Dieser Border-Router läuft mit Thread 1.3. Die Thread Group, das Gremium, das den Standard verwaltet, hat inzwischen Thread 1.4.1 als aktuelle Spezifikation veröffentlicht und Thread 1.4 laut Berichten zur Umstellung seit dem 1. Januar 2026 zur alleinigen Zertifizierungsgrundlage für neue Border-Router gemacht - mehr als sieben Monate vor Googles deutschem Marktstart. Thread 1.4 ist keine kosmetische Aktualisierung: Es bringt gemeinsam nutzbare Zugangsdaten für schnelleres, sichereres Einbinden neuer Geräte, standardisiert die IPv6-Anbindung im gesamten Mesh und verbessert Netzwerkdiagnose sowie Routing-Zuverlässigkeit.

Berichte zur Umstellung auf 1.4 nennen Google Home ausdrücklich unter den Ökosystemen, die sich noch 'in unterschiedlichen Test- und Rollout-Phasen' befinden, neben Amazon und Samsung SmartThings, während Apple die 1.4-Unterstützung bereits mit tvOS 26 ausgeliefert hatte. Das bedeutet nicht, dass Googles Lautsprecher funktionsunfähig oder unsicher wäre - Thread ist auf Abwärtskompatibilität auf Mesh-Ebene ausgelegt, und ein 1.3-Border-Router spricht weiterhin mit den meisten aktuellen Geräten. Es bedeutet aber, dass Google seinen größten EU-Hardwaremarkt mit einem Vorzeige-Smart-Home-Hub betrat, der eine Protokollversion nutzt, die die Branche selbst schon überholt hatte, bevor das Produkt in die deutschen Regale kam.

Warum das über einen einzelnen Lautsprecher hinaus zählt

Für ein Unternehmen in der EU oder in Großbritannien, das einen Thread- oder Matter-basierten Einsatz plant - ein Integrator, der ein Smart Building verkabelt, eine Hotelgruppe, die Raumsteuerungen vereinheitlicht, ein Facility-Team, das Sensoren für einen neuen Standort auswählt -, lautet die praktische Lehre nicht 'Google meiden'. Sie lautet: Eine bekannte Marke und ein frisches Startdatum sind für sich genommen kein Beleg für aktuellen Spezifikationsstand. Thread und Matter sind noch jung genug und entwickeln sich schnell genug, dass einzelne Geräte hinter der Spezifikation zurücklegen können, an der ihr eigener Hersteller mitgeschrieben hat - und die Lücke steht auf keinem Datenblatt und in keiner Produktbeschreibung. Sie zeigt sich erst, wenn gemischte Netzwerke die Verbindungsprobleme und fehlgeschlagenen Automatisierungen produzieren, die Berichte zur 1.4-Umstellung markenübergreifend bereits dokumentieren.

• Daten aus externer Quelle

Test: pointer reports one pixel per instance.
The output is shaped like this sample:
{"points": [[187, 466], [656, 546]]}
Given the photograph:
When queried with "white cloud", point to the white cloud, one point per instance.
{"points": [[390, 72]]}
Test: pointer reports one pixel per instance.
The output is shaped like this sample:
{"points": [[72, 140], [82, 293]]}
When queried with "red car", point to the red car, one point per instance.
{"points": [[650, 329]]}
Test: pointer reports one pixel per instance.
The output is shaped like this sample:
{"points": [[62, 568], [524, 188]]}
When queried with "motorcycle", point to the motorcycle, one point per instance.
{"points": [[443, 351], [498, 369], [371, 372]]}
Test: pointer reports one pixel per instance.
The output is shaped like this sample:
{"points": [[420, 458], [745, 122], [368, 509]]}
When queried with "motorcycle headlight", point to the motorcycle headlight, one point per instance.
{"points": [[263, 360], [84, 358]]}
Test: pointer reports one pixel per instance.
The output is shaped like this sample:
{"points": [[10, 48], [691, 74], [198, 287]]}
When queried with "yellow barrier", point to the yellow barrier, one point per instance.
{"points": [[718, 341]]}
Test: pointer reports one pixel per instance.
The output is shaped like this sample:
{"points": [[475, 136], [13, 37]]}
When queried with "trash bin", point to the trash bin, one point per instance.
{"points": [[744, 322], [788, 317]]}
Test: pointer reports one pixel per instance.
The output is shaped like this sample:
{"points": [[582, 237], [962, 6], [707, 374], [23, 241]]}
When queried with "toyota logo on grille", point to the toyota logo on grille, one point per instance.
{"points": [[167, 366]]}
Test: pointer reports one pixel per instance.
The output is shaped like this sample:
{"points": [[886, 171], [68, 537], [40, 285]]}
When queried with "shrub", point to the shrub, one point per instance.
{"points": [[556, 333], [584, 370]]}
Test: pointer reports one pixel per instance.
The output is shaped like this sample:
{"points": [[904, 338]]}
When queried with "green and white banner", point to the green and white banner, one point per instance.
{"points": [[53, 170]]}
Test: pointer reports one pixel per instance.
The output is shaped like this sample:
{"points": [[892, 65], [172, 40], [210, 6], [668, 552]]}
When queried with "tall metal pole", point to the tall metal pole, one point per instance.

Die Lösung ist ein Verfahren, kein Drama: die tatsächliche Protokollversion pro Gerät und pro Firmware-Stand prüfen, bevor sie in einen Einsatzplan aufgenommen wird, den Hersteller direkt fragen, ob und wann ein Thread-1.4-Update zugesagt ist, und 'Thread-zertifiziert' als Ausgangspunkt der Sorgfaltsprüfung behandeln, nicht als deren Endpunkt. Googles eigener Deutschlandstart ist der Beweis, dass selbst das Unternehmen, das das Ökosystem maßgeblich mitprägt, ein Gerät ausliefert, das seinem eigenen Standard am ersten Tag bereits hinterherhinkt.